To assess whether, or which, privacy rules apply to your organization, it is crucial to first analyze the data your organization processes and where it resides. If you are subject to certain privacy rules it may be necessary to implement and manage audit controls to ensure compliance. This can be done through tools within O365 to achieve the following objectives: 

• Content Search, together with "sensitive information types," can be used to find personal data in the environment and report on its location.
• Compliance Manager, through a single dashboard, allows privacy professionals to perform assessments, protect data, and respond to data requests.
• Organizations can assess compliance and perform ongoing risk assessments from one central place.
• Users can protect data across all devices, applications, and cloud services by using encryption, controlling access, and implementing information governance.
• Users can respond to customer, data subject, and regulatory requests by locating relevant data through built-in eDiscovery and auditing features.

Classify, Protect, and Monitor Personal and Sensitive Data

Both the GDPR and the CCPA levy damages for violation of privacy laws with regard to security measures violations and data breaches of personal information.
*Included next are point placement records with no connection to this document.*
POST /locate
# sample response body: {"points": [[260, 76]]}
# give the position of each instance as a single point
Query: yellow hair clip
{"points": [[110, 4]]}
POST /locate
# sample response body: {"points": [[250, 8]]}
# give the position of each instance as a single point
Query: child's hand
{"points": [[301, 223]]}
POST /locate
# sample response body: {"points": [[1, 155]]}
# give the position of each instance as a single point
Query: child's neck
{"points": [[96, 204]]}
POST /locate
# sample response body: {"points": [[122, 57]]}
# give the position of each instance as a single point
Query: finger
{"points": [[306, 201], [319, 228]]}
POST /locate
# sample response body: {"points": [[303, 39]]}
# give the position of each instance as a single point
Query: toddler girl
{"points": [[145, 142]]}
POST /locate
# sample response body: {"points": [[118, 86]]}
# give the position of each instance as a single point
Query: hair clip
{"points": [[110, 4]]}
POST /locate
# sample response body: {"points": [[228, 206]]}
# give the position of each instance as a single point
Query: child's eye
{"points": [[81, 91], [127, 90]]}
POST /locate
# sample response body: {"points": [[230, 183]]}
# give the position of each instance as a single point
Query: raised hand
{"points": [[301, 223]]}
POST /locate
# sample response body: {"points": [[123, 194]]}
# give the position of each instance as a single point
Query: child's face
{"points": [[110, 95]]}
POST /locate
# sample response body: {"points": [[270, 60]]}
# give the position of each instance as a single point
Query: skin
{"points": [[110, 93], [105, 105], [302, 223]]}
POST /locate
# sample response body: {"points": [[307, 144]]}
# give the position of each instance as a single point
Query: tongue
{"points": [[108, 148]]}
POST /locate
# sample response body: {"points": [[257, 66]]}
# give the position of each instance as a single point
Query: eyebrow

Since organizations live in a world with a tsunami of data across their digital estate, understanding where their most sensitive data is and how to protect it is critical to reduce compliance risks.

In order to get a grasp on where sensitive data lives, data labels may be a great option.  If no labeling system is currently in place, a classification schema for personal data should be designed to decide if you also want to implement labels. If you do want to apply personal data labels, the next step is to develop the taxonomy and search criteria for finding sensitive data. For personal data, this may have already been completed by identifying sensitive information types or by customizing or creating new sensitive information types for your environment. 

Another feature to consider is Microsoft Information Protection (MIP). MIP can help decrease exposure to fines and penalties by harnessing an integrated and intuitive approach to target the 80% of corporate data that is estimated to be dark or unclassified and unprotected.

Secure Information

Due to increasingly sophisticated and prevalent cyber threats, a big driver of customer adoption of Microsoft 365 is the need for security and complex information protection. In fact, 31% of organizations have experienced cyberattacks related to data acquisition, and the average cost for each stolen identifiable record in 2019 was $150 in the United States—and that number is steadily rising. The Microsoft 365 suite lets you safeguard data in several ways:

• Identity & threat protection brings together security value across Office 365, Windows 10, and EMS into a single offering. It includes advanced threat protection services including Microsoft Threat Protection (Azure Advanced Threat Protection (ATP), Windows Defender ATP, and Office 365 ATP including Threat Intelligence), as well as Microsoft Cloud App Security, and Azure Active Directory.
• Information protection & compliance helps security and IT teams perform ongoing risk assessments across Microsoft Cloud Services, automatically protecting and governing sensitive data throughout its lifecycle, and efficiently respond to regulatory requests leveraging intelligence.
• Encrypt data at rest and in transit by using several strong several strong encryption protocols and technologies that include Transport Layer Security/Secure Sockets Layer, Internet Protocol Security, and Advanced Encryption Standard.

Although Microsoft 365 contains many tools to assess and maintain compliance with privacy regulations, the bulk of the responsibility still falls on an organization. By implementing data privacy and security into everyday practices not only will reduce risk, but can allow for better insight into data which helps drive business success.